Seattle, Wash.
From the Division of Craniofacial and Plastic Surgery, Department of Surgery, and the Division of Craniofacial Medicine, Seattle Children's Hospital; and the Division of Plastic Surgery, Department of Surgery, University of Washington.
Plast Reconstr Surg. 2018 May;141(5):1201-1214. doi: 10.1097/PRS.0000000000004324.
Fistulas following cleft palate repair impair speech, health, and hygiene and occur in up to 35 percent of cases. The authors detail the evolution of a surgical approach to palatoplasty; assess the rates, causes, and predictive factors of fistulas; and examine the temporal association of modifications to fistula rates.
Consecutive patients (n = 146) undergoing palatoplasty during the first 6 years of practice were included. The technique of repair was based on cleft type, and a common surgical approach was used for all repairs.
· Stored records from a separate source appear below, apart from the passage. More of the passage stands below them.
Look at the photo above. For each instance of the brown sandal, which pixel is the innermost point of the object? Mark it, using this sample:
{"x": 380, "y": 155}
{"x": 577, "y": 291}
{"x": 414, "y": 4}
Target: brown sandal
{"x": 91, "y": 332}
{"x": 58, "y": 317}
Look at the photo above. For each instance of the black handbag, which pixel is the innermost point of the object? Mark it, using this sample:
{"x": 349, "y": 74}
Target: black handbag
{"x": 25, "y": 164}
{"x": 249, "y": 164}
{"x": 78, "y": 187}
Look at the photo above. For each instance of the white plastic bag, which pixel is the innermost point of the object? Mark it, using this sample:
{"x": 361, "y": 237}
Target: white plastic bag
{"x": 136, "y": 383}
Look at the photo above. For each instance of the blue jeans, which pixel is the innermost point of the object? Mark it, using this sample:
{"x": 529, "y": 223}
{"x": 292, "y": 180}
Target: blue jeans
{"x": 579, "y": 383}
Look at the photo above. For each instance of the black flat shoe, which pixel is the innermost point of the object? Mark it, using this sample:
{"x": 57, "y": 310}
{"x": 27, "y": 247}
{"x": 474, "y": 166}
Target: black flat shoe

The fistula rate was 2.4 percent (n = 125) after primary repair and 0 percent (n = 21) after secondary repair. All complications occurred in patients with type III or IV clefts. Cleft width and cleft-to-total palatal width ratio were associated with fistulas, whereas syndromes, age, and adoption were not. Most complications could also be attributed to technical factors. During the first 2 years, modifications were made around specific anatomical features, including periarticular bony hillocks, maxillopalatine suture, velopalatine pits, and tensor insertion. The fistula rate declined by one-half in subsequent years.
The authors describe a surgical approach to cleft palate repair, its evolution, and surgically relevant anatomy. Fistulas were associated with increasing cleft severity but could also be attributed to technical factors. A reduction in frequency and severity of fistulas was consistent with a learning curve and may in part be associated with modifications to the surgical approach.
CLINICAL QUESTION/LEVEL OF EVIDENCE: Therapeutic, IV.
腭裂修复术后瘘管会影响言语、健康和卫生,发生率高达 35%。作者详细介绍了腭裂修复术的手术方法演变过程;评估了瘘管的发生率、原因和预测因素;并检查了瘘管发生率变化的时间相关性。
纳入了在实践的前 6 年期间接受腭裂修复术的连续患者(n=146)。修复技术基于裂隙类型,所有修复均采用通用手术方法。
初次修复后的瘘管发生率为 2.4%(n=125),二次修复后的瘘管发生率为 0%(n=21)。所有并发症均发生在 III 或 IV 型裂隙患者中。裂隙宽度和裂隙至总腭宽度比与瘘管有关,而综合征、年龄和收养则无关。大多数并发症也可归因于技术因素。在最初的 2 年中,根据特定的解剖特征进行了修改,包括关节周围骨丘、上颌腭缝、腭帆裂和张量插入处。随后几年,瘘管发生率降低了一半。
作者描述了一种腭裂修复术的手术方法、其演变过程和与手术相关的解剖结构。瘘管与裂隙严重程度增加有关,但也可归因于技术因素。瘘管发生率和严重程度的降低与学习曲线一致,部分可能与手术方法的修改有关。
临床问题/证据水平:治疗性,IV 级。